L'enseignement du vocabulaire, élocution et rédaction : méthodes, progressions, séances, documents...
Je développe par copier-coller d'anciens messages, désolée, je suis paresseuse. J'arrive.
http://www.neoprofs.org/t40123p3-lecon-sur-les-complements-essentiels
Dis-moi si tu ne peux pas supprimer les CO, dans ces phrases :
Il mange des carottes.
Je comprends ce que tu dis.
Es-tu sûre de ne pas pouvoir déplacer ces attributs ?
Grande fut ma surprise à la vue de cet individu.

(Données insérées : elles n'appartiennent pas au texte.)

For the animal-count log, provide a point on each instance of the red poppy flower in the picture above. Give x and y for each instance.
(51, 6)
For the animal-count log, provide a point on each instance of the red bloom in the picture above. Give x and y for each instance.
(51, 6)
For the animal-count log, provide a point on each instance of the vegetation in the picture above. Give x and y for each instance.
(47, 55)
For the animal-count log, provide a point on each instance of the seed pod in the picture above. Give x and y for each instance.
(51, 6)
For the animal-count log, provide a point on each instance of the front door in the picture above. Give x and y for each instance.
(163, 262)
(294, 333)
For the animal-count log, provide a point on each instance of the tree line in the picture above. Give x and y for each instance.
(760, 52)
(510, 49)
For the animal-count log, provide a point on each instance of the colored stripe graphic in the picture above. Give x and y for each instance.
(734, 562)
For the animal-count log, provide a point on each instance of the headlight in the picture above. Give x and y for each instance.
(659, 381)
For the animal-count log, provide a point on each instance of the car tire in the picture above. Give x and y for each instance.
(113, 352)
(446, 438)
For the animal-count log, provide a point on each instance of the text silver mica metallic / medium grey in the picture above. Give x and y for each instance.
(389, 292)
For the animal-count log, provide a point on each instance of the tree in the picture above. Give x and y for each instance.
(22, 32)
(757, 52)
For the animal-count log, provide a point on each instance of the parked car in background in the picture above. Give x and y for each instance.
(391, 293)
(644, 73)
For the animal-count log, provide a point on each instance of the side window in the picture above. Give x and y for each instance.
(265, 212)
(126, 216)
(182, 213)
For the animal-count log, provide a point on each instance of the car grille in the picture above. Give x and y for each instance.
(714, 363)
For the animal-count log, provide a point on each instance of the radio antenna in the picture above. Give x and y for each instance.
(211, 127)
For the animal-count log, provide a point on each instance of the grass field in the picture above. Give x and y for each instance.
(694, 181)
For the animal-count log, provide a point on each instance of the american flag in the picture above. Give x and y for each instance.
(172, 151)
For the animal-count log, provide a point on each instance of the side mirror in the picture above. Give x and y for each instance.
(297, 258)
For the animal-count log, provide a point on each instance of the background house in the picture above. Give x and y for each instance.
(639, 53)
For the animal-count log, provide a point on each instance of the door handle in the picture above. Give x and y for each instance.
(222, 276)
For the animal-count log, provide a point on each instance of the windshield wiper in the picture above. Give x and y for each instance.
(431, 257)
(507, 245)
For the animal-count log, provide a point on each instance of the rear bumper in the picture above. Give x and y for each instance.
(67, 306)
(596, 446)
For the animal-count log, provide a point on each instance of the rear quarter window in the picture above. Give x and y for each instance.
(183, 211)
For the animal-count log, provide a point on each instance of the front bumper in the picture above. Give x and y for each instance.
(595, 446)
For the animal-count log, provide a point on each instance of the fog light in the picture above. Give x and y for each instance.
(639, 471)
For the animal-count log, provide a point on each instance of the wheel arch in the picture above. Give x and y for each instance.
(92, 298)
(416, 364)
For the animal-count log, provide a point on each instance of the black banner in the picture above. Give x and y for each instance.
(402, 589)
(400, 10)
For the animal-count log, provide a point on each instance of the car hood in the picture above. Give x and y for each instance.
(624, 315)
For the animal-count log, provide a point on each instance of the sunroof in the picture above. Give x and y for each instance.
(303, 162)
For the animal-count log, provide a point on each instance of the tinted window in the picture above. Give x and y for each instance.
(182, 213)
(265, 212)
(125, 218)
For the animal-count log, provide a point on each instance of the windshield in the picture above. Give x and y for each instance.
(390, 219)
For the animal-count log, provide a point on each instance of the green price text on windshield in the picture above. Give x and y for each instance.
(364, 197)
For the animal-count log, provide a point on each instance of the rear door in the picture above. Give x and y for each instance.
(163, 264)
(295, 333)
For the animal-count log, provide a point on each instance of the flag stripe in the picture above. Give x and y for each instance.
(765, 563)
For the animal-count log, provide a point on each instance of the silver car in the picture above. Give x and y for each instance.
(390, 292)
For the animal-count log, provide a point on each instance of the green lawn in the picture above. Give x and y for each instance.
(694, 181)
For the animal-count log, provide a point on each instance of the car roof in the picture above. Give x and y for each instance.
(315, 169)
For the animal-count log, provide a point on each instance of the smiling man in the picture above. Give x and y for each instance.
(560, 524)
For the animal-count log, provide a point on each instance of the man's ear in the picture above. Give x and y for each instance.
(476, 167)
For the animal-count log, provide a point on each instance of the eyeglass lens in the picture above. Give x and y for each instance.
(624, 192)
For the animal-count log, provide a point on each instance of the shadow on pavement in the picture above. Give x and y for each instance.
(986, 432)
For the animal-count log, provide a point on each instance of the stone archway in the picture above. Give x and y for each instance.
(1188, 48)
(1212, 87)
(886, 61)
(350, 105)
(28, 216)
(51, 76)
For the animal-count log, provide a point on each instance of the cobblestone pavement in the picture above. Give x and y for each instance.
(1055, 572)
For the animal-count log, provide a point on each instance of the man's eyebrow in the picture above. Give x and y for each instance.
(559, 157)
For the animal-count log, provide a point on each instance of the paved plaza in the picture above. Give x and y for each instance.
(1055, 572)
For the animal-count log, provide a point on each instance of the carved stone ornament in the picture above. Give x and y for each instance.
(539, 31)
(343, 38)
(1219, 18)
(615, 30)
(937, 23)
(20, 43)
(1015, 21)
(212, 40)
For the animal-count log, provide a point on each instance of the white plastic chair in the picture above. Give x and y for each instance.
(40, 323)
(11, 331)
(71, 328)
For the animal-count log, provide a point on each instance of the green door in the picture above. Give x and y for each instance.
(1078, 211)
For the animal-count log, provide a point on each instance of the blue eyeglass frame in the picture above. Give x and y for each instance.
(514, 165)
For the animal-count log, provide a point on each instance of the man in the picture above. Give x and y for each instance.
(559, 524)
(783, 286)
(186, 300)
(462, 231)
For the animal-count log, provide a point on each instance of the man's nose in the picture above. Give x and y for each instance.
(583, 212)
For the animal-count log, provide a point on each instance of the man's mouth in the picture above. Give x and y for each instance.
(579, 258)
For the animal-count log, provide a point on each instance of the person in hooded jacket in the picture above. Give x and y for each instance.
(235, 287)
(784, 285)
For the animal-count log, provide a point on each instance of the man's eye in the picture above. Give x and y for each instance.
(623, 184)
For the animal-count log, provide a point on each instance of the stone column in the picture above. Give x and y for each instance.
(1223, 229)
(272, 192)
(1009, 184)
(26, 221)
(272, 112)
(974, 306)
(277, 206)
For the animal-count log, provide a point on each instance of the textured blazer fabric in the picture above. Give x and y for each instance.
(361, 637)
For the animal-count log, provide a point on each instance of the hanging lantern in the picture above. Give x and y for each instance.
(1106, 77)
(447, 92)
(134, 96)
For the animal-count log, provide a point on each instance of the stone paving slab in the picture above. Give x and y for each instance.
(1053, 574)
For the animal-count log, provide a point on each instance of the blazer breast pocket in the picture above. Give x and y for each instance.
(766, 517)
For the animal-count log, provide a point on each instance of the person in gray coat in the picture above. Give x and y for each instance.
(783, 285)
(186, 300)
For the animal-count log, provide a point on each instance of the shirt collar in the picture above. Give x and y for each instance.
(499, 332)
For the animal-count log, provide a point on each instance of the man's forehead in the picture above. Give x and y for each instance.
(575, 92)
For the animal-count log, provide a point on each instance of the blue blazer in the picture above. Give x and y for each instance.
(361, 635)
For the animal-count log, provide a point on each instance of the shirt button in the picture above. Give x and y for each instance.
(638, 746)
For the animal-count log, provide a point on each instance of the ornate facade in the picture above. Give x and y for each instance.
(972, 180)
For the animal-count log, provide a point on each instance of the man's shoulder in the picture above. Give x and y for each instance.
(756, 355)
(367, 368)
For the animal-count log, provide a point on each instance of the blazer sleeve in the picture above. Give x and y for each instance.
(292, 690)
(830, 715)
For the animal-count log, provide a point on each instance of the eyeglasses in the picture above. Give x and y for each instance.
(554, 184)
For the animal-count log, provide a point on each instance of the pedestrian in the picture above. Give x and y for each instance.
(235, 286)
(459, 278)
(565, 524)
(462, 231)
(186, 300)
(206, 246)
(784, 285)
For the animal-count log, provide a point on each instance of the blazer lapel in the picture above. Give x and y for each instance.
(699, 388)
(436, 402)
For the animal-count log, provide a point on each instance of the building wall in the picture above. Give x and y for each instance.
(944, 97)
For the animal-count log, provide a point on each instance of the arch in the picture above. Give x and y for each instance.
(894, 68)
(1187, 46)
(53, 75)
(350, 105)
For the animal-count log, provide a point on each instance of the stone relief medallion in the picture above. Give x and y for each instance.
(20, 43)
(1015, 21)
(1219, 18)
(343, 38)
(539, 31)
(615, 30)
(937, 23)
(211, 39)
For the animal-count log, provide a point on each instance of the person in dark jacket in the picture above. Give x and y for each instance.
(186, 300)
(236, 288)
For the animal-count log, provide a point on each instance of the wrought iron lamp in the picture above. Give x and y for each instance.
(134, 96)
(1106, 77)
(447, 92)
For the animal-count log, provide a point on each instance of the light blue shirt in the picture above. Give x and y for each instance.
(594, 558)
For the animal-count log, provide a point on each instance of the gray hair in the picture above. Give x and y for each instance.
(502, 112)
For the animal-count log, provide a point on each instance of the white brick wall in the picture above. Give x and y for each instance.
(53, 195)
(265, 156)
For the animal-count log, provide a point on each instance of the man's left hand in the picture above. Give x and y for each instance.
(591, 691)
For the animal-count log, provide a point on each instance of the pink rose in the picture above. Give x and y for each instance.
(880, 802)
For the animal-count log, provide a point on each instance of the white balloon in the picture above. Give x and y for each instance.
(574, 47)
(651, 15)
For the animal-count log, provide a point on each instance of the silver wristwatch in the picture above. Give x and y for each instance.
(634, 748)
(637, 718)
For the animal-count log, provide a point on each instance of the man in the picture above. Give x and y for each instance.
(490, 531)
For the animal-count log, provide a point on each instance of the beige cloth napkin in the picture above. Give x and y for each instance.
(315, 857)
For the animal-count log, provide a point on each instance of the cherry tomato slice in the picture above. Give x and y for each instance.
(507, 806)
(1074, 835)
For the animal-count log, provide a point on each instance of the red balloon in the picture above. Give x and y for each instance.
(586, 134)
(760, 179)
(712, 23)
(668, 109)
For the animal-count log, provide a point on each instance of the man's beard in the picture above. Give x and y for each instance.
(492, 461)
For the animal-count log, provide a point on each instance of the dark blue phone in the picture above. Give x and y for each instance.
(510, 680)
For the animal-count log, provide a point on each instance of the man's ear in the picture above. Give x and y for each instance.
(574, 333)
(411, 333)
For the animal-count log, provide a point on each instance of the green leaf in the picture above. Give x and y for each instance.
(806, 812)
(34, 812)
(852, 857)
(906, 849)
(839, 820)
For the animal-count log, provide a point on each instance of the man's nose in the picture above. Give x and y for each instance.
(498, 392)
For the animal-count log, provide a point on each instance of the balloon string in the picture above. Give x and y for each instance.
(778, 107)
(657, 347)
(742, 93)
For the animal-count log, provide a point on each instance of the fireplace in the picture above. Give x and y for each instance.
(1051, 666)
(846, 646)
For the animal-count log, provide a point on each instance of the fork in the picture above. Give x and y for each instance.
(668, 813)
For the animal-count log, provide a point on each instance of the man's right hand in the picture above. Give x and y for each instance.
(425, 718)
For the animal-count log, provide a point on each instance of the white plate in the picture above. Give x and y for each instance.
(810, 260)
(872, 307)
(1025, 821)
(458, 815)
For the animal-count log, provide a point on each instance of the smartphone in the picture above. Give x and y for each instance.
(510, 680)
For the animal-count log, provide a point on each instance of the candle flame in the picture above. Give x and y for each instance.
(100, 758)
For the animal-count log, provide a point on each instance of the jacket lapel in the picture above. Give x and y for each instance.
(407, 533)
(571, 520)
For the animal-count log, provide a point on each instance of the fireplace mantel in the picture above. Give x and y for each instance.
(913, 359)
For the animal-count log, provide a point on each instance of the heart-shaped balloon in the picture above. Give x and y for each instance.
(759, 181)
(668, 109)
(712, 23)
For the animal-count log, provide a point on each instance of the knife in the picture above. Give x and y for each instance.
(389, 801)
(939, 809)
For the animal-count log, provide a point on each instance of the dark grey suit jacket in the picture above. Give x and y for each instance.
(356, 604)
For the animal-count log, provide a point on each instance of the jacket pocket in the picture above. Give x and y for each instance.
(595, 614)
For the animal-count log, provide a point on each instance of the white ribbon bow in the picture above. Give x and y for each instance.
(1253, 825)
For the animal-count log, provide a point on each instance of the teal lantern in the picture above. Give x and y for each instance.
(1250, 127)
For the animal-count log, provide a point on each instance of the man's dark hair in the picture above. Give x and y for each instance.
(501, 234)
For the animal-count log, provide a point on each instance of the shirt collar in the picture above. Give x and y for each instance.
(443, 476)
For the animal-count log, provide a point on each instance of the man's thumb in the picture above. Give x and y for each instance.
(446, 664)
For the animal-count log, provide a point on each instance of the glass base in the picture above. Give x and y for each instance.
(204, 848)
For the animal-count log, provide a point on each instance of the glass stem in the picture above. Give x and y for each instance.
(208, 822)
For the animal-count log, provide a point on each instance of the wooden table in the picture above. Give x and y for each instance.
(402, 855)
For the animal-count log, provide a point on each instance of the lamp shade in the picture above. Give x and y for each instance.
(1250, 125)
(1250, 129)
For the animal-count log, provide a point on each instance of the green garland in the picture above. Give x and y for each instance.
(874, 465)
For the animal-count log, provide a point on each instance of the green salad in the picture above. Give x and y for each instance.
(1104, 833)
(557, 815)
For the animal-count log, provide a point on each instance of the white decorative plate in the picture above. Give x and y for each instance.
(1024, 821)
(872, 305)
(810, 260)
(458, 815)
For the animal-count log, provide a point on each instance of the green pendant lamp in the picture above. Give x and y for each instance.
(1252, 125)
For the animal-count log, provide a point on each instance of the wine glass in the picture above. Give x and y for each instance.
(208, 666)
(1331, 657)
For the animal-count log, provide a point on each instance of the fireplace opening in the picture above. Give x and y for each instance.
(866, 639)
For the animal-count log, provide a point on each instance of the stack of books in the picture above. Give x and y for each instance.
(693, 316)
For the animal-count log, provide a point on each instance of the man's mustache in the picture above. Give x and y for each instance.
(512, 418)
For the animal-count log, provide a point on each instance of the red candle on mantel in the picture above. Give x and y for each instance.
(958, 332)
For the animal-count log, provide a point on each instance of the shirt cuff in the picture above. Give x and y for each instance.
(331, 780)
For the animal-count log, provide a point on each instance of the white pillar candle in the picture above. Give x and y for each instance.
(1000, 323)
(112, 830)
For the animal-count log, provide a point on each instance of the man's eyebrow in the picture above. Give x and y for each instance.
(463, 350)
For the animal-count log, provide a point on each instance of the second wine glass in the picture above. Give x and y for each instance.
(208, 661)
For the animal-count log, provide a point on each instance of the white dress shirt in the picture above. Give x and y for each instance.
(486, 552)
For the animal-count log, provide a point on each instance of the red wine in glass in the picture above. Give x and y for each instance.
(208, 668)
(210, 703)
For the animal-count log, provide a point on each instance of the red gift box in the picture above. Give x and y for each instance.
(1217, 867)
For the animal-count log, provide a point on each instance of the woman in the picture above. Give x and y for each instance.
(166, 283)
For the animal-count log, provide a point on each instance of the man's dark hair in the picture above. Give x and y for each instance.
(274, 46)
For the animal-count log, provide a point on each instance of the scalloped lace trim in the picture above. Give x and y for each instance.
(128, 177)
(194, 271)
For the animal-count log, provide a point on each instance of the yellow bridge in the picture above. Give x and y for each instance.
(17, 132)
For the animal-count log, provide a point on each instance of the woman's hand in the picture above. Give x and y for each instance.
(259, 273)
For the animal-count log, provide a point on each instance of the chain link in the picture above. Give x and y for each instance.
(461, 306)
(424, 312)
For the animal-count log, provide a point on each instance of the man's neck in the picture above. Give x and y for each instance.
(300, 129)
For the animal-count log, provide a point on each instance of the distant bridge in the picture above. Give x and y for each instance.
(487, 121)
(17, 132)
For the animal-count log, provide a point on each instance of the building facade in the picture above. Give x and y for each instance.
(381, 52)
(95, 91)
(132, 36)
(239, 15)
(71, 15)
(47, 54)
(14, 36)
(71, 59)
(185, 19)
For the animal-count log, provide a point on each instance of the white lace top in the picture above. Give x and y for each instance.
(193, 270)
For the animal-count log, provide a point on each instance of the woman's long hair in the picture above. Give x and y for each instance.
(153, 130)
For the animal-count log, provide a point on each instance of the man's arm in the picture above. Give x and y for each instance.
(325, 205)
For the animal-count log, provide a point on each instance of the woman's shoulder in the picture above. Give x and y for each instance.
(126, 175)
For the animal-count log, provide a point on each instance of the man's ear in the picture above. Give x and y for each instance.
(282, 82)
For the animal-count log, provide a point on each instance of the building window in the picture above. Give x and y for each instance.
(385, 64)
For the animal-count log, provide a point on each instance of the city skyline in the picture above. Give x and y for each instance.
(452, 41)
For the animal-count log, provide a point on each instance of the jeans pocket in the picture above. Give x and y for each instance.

Je trouve étrange cette déclaration.
Mais essaie un peu de me déplacer ces CC :
Il travaille sérieusement.
Il se meurt d'amour.
Nous avons terminé les travaux entrepris hier.
Ce ne sont pas des contre-exemples. Ce sont des exemples tout court dont la littérature abonde. Ils te montrent que ces critères ne sont pas pertinents. En plus, à force de torturer la phrase dans tous les sens, les élèves ne savent plus ce qui est correct ou non. Les résultats sont désastreux. Rares sont les collégiens capables d'identifier un simple COD (tiens, encore un complément essentiel déplaçable...). Les manipulations, à force, les embrouillent. Et elles ont fini par se substituer à une véritable explication des notions (que veut dire complément ? que signifie objet ? qu'est-ce qu'un verbe transitif ?). Dans leur tête, c'est la confusion la plus totale. Une catastrophe.
http://www.neoprofs.org/t40123p40-lecon-sur-les-complements-essentiels#1131766
Le débat étant relancé sur une autre liste, comme j'ai pris mon courage à deux mains pour refaire l'argumentaire, je vous le copie ici. Bonne lecture à ceux que cela intéresse.
D'abord, la notion de complément essentiel a à voir avec celle de groupe verbal, lequel se définit précisément par l'ensemble formé par le verbe plus ses compléments essentiels. Or, rien que ça, c'est foireux.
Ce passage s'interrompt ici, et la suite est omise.